Algorithmic Foundations for Safe and Efficient Reinforcement Learning from Human Feedback

Abstract

Reinforcement learning (RL) has shown remarkable success in applications with well-defined reward functions, such as maximizing the score in a video game or optimizing an algorithm’s run-time. However, in many real-world applications, there is no well-defined reward function. Instead, Reinforcement Learning from Human Feedback (RLHF) allows RL agents to learn from human-provided data, such as evaluations or rankings of trajectories. In many applications, human feedback is expensive to collect; therefore, learning robust policies from limited data is crucial.
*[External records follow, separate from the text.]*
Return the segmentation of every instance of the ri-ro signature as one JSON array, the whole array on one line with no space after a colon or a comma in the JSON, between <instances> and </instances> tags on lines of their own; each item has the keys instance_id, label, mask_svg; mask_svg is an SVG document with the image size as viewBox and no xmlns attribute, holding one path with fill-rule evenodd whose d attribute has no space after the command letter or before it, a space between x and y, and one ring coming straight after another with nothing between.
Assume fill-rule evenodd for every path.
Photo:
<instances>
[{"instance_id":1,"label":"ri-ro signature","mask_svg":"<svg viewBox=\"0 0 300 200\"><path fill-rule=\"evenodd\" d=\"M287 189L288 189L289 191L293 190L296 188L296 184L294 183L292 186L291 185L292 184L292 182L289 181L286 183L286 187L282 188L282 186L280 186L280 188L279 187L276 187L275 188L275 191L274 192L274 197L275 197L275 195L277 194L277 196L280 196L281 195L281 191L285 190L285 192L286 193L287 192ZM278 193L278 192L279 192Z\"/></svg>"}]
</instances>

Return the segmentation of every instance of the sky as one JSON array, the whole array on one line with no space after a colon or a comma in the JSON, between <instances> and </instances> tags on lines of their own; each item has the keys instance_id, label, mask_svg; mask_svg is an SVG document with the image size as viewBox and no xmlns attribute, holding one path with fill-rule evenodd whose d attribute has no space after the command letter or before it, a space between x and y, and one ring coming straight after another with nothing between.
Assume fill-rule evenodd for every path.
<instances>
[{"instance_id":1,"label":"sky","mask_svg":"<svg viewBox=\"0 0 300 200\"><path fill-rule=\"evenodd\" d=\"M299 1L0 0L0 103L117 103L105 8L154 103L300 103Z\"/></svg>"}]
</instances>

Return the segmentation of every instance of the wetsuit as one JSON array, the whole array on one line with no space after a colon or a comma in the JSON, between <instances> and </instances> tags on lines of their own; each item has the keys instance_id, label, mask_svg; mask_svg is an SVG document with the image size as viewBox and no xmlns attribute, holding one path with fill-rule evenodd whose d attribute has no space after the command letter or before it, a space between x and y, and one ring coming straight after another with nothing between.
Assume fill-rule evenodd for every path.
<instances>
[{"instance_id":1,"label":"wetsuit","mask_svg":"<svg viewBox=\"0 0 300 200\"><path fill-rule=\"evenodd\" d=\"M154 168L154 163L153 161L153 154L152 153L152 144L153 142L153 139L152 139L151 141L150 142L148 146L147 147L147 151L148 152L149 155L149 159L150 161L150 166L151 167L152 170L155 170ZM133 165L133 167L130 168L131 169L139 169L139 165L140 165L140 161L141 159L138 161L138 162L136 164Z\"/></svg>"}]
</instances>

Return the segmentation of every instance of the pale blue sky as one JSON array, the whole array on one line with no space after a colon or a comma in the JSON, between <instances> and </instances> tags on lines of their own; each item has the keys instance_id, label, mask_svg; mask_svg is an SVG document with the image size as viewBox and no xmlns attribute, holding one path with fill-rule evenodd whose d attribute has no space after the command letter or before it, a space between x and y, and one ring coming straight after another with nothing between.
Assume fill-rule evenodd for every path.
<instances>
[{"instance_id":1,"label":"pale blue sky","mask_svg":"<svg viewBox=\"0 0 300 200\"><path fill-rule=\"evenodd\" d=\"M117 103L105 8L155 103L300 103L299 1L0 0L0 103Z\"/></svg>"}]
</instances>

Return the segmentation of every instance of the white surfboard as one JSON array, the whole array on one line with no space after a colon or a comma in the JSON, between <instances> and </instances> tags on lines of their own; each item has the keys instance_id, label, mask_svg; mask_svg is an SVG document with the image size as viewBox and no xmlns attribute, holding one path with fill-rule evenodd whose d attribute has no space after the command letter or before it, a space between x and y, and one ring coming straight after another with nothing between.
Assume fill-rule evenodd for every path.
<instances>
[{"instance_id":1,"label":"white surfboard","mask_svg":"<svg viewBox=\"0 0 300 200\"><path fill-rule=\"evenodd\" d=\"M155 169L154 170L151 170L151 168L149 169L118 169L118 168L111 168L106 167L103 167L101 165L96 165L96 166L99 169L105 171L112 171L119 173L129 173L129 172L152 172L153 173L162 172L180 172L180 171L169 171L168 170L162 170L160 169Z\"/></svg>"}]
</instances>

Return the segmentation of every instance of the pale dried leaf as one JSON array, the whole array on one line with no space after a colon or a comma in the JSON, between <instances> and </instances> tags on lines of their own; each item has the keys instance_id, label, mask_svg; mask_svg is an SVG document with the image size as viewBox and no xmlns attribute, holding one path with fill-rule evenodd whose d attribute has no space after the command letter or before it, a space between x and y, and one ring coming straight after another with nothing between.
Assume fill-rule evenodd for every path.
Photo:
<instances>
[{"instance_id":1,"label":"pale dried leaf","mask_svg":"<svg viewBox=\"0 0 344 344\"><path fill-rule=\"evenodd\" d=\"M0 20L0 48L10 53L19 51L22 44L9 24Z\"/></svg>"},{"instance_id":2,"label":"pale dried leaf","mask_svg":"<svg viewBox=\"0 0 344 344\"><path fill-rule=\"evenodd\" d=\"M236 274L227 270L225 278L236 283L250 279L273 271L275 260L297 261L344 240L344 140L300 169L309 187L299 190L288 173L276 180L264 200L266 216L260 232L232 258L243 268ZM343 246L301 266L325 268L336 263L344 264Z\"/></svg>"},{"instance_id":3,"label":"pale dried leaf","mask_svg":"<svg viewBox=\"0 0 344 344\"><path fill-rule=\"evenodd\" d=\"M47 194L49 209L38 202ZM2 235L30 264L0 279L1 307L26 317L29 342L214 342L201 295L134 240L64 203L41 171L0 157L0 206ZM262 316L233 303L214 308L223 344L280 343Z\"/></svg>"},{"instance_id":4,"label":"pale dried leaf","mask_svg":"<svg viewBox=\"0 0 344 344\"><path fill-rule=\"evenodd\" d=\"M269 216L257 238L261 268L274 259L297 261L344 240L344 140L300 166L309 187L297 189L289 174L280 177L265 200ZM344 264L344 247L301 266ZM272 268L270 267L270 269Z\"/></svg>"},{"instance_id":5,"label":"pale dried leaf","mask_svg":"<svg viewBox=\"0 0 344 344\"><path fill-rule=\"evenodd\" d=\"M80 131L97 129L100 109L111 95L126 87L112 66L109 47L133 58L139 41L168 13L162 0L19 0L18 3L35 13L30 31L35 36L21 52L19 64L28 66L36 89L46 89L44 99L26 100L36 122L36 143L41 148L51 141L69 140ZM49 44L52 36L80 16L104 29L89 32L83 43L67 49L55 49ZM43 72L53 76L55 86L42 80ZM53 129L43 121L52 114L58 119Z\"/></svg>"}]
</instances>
In this dissertation, we propose novel algorithms to enhance the sample efficiency and robustness of RLHF. First, we propose active learning algorithms to improve the sample efficiency of RLHF by selecting the most informative data points for the user to label and by exploring the environment guided by uncertainty about the user’s preferences. Our approach provides conceptual clarity about active learning for RLHF and theoretical sample complexity results, drawing inspiration from multi-armed bandits and Bayesian optimization. Moreover, we provide extensive empirical evaluations in simulations that demonstrate the benefit of active learning for RLHF. Second, we extend RLHF to learning constraints from human preferences instead of or in addition to rewards. We argue that constraints are a particularly natural representation of human preferences, particularly in safety-critical applications. We develop algorithms to learn constraints effectively from demonstrations with unknown rewards and actively learn constraints from human feedback. Our results suggest that representing human preferences as constraints can lead to safer policies and extend the potential applications for RLHF. The proposed algorithms for reward and constraint learning serve as a foundation for future research to enhance the efficiency, safety, and applicability of RLHF.